Ohio Watching 142 People—Though Fewer Had Close, Direct Contact with Ebola Patient
Health workers continue to trace the steps nurse Amber Vinson's took through Northeast Ohio before she boarded a plane with a slight temperature and flew to Dallas, where she was diagnosed with Ebola.
They've contacted people she met, people on her flights to and from Cleveland and people who were in a bridal shop she visited with friends.
The health department is keeping an eye on more than 100 people. So far, state epidemiologist Dr. Mary DiOrio said, all are well.
"We have no cases of Ebola in Ohio," Diorio said, "and there are no individuals who have been contacted who have developed any illness."

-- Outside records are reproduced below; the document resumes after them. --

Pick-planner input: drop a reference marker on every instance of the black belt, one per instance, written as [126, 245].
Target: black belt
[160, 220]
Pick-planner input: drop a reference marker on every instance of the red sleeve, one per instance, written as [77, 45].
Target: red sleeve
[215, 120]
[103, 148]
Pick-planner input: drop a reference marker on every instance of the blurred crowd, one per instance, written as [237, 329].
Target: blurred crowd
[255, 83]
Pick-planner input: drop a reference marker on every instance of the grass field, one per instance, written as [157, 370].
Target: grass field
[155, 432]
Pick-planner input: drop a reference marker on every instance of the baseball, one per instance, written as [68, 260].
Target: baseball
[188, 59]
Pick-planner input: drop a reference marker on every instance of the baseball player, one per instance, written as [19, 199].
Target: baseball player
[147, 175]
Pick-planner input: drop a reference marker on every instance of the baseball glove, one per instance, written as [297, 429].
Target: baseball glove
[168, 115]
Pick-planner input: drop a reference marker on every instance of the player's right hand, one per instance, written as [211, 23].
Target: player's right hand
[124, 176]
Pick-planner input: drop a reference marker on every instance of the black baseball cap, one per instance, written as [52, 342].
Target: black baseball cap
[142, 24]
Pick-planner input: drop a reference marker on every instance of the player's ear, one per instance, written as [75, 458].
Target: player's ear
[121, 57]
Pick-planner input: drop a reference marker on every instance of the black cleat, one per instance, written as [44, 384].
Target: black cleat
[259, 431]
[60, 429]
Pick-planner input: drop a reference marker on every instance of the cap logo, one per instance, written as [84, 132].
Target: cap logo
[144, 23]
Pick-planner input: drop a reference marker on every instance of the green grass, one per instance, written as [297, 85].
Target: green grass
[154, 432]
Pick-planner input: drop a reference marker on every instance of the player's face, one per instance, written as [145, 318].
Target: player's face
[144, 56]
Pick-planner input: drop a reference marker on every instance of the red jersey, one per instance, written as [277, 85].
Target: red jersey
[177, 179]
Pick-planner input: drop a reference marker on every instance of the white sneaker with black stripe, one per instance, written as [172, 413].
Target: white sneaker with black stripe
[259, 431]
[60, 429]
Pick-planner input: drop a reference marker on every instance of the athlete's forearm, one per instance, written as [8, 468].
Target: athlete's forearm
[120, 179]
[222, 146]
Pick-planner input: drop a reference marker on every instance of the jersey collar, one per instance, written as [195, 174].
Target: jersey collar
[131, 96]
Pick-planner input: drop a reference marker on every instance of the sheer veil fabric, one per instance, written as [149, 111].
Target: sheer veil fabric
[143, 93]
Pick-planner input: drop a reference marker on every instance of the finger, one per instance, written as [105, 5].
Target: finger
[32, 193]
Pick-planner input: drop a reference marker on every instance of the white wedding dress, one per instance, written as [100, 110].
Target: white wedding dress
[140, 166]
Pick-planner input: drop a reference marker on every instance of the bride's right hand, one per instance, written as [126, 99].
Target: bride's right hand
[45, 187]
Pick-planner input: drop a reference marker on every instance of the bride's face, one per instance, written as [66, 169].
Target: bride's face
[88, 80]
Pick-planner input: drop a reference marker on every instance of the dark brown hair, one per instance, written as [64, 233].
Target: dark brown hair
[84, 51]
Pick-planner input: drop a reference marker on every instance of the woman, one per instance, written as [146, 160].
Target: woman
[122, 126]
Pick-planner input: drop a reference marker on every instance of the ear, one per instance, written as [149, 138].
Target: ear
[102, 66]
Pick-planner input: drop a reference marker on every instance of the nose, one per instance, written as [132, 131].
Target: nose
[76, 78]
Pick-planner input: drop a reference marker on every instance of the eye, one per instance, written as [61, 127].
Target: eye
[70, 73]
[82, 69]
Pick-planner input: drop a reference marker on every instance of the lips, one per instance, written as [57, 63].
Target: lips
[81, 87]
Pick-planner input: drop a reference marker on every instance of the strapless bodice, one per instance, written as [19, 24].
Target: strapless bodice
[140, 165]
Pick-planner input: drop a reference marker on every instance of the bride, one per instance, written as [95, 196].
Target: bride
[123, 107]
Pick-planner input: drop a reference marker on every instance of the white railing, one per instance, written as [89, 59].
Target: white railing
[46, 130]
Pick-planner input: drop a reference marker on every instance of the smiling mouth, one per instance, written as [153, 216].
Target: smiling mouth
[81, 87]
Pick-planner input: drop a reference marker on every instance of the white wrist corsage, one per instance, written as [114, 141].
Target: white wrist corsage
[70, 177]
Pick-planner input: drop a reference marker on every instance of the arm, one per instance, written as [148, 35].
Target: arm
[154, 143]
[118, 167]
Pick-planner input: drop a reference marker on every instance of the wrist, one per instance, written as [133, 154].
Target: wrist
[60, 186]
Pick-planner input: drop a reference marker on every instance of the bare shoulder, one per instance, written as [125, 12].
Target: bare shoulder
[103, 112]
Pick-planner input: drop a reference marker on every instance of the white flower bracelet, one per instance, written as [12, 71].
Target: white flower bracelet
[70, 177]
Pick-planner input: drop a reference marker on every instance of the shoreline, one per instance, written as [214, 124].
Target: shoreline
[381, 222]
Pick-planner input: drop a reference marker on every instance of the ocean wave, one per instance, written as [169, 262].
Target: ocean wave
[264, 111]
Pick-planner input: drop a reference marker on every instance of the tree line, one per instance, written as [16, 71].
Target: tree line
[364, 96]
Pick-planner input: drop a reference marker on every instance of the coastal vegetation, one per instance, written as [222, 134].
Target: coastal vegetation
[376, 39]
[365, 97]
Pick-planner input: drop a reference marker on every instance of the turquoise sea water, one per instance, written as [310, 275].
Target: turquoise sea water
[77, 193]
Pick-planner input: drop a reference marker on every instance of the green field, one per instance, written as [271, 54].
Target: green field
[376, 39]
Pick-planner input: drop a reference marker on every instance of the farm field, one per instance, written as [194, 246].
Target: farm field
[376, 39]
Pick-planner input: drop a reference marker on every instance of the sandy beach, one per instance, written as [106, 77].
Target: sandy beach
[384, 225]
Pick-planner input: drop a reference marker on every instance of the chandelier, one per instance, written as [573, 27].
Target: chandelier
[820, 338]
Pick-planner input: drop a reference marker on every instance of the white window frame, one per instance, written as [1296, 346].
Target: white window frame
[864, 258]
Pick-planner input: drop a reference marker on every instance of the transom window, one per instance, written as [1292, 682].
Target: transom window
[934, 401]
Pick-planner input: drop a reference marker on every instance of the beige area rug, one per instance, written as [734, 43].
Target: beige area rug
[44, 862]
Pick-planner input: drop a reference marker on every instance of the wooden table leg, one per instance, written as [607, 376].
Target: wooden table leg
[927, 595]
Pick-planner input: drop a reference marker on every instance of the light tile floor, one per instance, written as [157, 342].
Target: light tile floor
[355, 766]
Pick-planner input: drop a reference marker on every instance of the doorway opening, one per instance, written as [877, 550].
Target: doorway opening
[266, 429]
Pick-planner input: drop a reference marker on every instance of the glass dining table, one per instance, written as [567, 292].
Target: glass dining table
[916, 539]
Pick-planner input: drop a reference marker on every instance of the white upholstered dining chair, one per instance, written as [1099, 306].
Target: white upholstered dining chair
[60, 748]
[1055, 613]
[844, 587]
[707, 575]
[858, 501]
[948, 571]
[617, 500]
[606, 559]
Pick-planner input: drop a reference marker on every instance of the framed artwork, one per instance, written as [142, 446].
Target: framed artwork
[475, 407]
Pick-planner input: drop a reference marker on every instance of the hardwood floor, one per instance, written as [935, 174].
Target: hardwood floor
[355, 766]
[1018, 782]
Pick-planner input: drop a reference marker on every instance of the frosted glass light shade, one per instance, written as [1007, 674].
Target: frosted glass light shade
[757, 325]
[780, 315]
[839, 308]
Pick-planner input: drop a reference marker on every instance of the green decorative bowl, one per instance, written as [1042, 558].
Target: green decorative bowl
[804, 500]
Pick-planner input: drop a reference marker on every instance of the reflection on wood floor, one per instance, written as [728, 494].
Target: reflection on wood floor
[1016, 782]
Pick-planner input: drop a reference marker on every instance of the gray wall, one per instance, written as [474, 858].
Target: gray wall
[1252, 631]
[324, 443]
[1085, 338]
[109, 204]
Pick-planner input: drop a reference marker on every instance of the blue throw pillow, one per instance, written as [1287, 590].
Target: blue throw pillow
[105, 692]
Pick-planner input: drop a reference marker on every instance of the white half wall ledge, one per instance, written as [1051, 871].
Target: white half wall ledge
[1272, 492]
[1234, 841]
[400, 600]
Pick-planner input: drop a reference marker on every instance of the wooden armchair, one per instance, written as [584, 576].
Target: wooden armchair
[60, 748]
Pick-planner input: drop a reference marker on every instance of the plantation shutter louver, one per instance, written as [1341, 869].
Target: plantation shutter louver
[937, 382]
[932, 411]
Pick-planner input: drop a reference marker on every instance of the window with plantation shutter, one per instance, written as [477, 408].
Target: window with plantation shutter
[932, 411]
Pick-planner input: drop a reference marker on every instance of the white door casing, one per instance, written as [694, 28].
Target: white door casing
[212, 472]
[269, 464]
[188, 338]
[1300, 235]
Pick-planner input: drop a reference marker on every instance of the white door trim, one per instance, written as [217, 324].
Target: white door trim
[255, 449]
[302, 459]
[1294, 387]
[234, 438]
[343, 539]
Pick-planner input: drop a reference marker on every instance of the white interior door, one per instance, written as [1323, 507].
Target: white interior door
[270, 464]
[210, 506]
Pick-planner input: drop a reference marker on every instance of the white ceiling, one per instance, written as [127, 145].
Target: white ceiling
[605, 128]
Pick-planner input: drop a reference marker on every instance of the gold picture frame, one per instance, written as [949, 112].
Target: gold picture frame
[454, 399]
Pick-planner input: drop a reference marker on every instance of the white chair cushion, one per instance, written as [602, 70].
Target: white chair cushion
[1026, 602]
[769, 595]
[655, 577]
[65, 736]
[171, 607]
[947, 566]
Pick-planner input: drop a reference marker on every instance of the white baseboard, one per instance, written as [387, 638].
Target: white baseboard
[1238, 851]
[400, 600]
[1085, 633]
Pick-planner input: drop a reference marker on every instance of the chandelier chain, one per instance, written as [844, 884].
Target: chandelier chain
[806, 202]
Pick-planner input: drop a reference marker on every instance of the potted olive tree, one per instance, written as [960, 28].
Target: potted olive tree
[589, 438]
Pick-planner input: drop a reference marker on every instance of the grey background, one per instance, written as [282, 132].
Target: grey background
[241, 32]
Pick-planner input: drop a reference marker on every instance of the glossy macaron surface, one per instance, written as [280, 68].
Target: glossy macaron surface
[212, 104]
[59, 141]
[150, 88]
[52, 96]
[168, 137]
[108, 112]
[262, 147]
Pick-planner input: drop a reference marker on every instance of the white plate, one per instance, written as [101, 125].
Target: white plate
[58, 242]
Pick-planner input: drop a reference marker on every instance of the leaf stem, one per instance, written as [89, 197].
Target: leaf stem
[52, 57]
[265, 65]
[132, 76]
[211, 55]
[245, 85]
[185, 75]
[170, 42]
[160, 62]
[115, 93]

Meaning they can't transmit the virus, health experts have said.
Not everyone is under the same level of scrutiny, because they're not equally at risk. Three are under strict quarantine -- they shook her hand, embraced her or had other physical contact while she said she was feeling "funny."
Others, who were near Vinson for more than an hour, CAN leave their homes, but they'll get a daily checkup from their local health department. They need special permission to travel -- and they'll have to do it by car.
"For the higher level tiers, we are recommending no commercial conveyances," she said. "So (no) airplanes, buses, those sorts of things.
People with lesser levels of contact are monitoring themselves for symptoms.
The incubation period for Ebola is 21 days or less. So if no new cases crop up in the state between now and Nov. 4, health officials say, Ohio will be in the clear.